You might find that your camper doesn’t have stabilizer jacks, you can have them installed or you can place jack stands on the four corners of the camper.
You can also look into Andersen Levelers, these are nifty tools that make this whole process even easier. If you have an Andersen Leveler, then you won’t need any leveling blocks. It’s a wedge system where you drive onto the wedge and simply pull forward until your camper is level. Even with this tool, make sure to use wheel chocks once you’ve parked.
What if It’s A Really Steep Slope?
Some slopes are really really steep, and if that’s the case, then the first thing I would advise is for you to find a different place to park. If you have no other choice, then you can park your camper there but be extra careful.
Follow the same steps as above, but you need to add extra blocking under your leveling blocks on the lower side of your camper.

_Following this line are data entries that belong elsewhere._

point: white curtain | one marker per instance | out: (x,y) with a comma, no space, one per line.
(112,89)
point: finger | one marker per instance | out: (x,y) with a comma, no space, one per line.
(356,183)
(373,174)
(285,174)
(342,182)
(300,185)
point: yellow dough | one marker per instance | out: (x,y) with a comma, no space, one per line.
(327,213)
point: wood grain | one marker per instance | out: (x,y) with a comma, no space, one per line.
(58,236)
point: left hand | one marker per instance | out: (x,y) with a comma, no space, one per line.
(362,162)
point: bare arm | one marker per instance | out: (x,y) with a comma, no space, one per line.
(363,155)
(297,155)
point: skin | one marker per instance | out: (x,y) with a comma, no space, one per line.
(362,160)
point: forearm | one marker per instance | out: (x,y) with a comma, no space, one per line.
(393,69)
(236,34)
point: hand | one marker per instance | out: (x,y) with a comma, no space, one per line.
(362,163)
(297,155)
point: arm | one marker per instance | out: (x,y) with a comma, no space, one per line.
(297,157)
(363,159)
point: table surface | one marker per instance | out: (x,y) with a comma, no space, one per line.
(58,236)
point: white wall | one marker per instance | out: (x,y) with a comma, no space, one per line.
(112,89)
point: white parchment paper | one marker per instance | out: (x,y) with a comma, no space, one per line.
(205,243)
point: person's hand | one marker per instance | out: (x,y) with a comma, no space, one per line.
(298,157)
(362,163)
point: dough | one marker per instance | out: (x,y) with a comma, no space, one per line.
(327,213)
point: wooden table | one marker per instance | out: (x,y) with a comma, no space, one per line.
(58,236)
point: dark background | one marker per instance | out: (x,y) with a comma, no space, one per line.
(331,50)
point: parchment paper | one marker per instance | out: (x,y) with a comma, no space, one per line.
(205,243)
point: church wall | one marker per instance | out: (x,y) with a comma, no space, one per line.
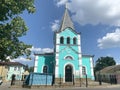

To make that work, you’ll need to dig a couple of inches into the ground so that you are starting on level ground.
You would need a small shovel and a level to do this. Dig a few inches down and pat it as level as you can get it. Place the extra blocking inside and then your leveling blocks on that. It might sound like an extra step, but this is the safest way to ensure that your camper isn’t going anywhere when parked on a steep slope.
The video below has great instructions on how to park a travel trailer on a sloped driveway.
Parking a camper, travel trailer, or RV on a sloped driveway can be intimidating the first time you do it. There are a lot of things that can go wrong, and if you don’t do it correctly, it can have disastrous results. Not only do you not want your vehicle to roll away, but you also don’t want it to be unlevel which can have adverse effects on your camper.
Following the steps laid out in the article should make parking on a slope a breeze and give you confidence in your ability to level your camper. All you really need is the ability to read a level and the patience to stack your blocks until they are level.